A difficult choice, since I also loved Resurrection Science in October, but I’ve decided to stick with the fiction choice.Olly Orme used to be a painter, but his muse has left him. He’s still a thief though. He doesn’t steal for money – it’s the thrill that attracts him. He feels it’s essential that his thefts are noticed or they don’t count as theft. Usually it’s small things he steals – a figurine, a tie-pin. But nine months ago, he stole his friend’s wife, and now that theft is about to be discovered.

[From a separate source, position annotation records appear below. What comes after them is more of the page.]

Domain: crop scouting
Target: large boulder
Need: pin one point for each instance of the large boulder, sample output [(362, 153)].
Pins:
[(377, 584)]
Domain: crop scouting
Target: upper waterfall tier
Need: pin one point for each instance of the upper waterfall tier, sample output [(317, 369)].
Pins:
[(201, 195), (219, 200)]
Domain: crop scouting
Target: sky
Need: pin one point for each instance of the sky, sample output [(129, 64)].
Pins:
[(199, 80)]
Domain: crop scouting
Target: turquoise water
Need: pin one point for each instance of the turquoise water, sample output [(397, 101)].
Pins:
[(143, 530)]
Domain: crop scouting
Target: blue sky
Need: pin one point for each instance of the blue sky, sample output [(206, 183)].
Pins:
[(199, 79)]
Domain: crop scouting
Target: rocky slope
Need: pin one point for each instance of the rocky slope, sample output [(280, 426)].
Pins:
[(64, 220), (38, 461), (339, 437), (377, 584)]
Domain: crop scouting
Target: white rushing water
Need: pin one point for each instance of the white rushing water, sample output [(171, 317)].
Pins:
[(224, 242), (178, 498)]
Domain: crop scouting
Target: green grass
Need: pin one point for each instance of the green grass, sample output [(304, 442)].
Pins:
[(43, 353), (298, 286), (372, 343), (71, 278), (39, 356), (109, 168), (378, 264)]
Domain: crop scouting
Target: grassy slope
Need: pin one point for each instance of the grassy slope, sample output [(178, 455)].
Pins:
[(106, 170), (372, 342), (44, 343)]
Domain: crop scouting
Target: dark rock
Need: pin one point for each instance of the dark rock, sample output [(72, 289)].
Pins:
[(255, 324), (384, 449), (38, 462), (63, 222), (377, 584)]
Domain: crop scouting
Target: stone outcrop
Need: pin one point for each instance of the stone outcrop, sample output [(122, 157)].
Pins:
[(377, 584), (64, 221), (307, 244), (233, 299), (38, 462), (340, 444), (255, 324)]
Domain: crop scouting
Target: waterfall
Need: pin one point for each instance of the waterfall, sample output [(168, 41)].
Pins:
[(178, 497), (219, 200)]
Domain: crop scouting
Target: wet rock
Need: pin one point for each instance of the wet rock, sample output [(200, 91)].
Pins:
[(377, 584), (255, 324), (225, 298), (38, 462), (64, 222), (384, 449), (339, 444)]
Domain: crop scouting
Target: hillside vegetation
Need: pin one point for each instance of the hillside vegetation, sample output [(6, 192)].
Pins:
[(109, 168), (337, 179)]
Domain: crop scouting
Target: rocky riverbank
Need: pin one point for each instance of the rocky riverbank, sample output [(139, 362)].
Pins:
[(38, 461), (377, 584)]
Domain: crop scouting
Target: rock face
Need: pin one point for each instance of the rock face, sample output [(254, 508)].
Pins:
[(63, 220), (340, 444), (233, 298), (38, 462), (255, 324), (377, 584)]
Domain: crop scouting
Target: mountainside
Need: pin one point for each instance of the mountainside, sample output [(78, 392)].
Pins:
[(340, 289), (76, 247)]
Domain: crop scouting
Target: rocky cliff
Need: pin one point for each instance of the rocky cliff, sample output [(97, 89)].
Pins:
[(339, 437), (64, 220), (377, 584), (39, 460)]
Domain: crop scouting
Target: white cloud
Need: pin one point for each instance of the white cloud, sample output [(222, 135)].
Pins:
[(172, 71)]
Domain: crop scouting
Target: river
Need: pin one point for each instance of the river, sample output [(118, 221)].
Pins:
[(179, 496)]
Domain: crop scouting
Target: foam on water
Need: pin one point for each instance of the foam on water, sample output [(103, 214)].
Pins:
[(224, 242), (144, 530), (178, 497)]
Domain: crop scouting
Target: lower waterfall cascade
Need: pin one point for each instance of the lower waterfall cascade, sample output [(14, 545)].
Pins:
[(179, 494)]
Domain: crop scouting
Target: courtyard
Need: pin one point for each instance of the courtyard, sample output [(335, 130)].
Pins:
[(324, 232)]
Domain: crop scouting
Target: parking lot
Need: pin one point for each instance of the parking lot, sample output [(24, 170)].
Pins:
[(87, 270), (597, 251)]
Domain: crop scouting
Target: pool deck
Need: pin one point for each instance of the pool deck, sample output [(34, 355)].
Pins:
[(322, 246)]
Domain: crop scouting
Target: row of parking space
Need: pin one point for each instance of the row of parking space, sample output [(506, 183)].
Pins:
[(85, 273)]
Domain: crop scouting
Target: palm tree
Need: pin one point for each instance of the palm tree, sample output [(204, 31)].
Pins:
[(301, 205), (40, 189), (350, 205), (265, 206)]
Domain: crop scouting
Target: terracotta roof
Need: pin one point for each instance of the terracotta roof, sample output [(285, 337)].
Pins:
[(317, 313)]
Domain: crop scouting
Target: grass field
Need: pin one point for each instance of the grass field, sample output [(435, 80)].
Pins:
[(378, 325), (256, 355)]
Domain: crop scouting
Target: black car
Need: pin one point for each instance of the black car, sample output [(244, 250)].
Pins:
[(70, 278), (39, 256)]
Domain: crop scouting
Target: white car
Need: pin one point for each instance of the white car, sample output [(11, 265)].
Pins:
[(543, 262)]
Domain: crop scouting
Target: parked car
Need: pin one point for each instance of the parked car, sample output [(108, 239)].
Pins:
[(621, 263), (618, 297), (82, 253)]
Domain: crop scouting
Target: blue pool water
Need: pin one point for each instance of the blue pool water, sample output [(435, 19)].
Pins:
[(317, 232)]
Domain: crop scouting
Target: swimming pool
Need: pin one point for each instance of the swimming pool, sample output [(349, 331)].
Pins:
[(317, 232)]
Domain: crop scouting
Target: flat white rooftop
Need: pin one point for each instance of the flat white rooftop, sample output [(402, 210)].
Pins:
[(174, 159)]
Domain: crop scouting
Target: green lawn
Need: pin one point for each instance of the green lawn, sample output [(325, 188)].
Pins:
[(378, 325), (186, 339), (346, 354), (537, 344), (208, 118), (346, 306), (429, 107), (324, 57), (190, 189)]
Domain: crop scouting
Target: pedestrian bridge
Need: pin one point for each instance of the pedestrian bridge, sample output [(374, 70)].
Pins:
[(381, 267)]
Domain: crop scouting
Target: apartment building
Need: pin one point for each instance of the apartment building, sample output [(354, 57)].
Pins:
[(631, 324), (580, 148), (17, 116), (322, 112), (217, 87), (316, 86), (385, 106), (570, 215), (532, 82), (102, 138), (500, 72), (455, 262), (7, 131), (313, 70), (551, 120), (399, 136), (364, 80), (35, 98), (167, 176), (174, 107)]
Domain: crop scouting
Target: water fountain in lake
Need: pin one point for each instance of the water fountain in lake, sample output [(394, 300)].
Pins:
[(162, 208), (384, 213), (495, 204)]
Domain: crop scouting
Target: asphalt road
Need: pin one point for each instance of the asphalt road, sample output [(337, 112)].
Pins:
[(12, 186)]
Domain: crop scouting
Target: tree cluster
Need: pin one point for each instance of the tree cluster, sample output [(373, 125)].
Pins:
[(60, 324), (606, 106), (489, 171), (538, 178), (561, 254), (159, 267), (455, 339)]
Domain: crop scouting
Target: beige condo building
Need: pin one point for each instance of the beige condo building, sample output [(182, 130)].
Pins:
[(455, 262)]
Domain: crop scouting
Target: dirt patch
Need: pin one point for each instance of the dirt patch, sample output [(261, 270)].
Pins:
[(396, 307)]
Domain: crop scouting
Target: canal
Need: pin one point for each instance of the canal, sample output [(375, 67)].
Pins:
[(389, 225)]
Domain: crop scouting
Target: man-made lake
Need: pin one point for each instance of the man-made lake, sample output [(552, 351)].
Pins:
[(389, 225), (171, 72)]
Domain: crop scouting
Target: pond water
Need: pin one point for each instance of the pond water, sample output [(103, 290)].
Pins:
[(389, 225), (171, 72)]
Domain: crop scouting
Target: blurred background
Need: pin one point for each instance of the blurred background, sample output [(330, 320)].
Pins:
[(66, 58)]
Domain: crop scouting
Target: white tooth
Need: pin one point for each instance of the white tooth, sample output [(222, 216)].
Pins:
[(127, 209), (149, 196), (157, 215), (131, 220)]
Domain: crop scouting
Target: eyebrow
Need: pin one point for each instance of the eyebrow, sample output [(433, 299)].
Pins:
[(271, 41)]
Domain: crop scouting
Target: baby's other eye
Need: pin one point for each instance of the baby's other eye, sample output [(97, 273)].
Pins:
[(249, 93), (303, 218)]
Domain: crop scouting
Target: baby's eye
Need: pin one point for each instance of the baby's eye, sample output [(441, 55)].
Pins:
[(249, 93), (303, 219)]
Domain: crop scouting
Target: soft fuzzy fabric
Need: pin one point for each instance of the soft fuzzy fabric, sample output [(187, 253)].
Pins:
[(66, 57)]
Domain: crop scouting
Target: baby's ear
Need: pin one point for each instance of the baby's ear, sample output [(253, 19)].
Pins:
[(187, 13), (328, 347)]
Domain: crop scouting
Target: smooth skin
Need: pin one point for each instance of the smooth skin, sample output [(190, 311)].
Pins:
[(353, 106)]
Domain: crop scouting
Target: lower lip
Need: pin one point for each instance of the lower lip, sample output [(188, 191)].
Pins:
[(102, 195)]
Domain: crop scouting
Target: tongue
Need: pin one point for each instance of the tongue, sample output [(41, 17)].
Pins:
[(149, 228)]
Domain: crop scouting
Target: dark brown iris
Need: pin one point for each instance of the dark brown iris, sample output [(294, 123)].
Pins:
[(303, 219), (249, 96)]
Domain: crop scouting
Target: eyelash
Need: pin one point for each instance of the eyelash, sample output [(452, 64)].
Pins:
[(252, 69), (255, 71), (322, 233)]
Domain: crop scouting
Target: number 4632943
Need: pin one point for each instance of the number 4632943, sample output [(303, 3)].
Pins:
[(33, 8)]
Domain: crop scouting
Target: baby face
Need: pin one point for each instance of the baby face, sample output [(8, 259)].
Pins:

This book about the narcissist Olly may not be the deepest or most profound novel I’ve ever read, but the characterisation of Olly is brilliant and, most of all, the prose is fabulous. I could forgive a lot to someone who makes me enjoy every word, whether deeply meaningful or dazzlingly light. And Banville dazzled me while Olly entertained me – I’ll happily settle for that. And will most certainly be backtracking to read some of Banville’s other books.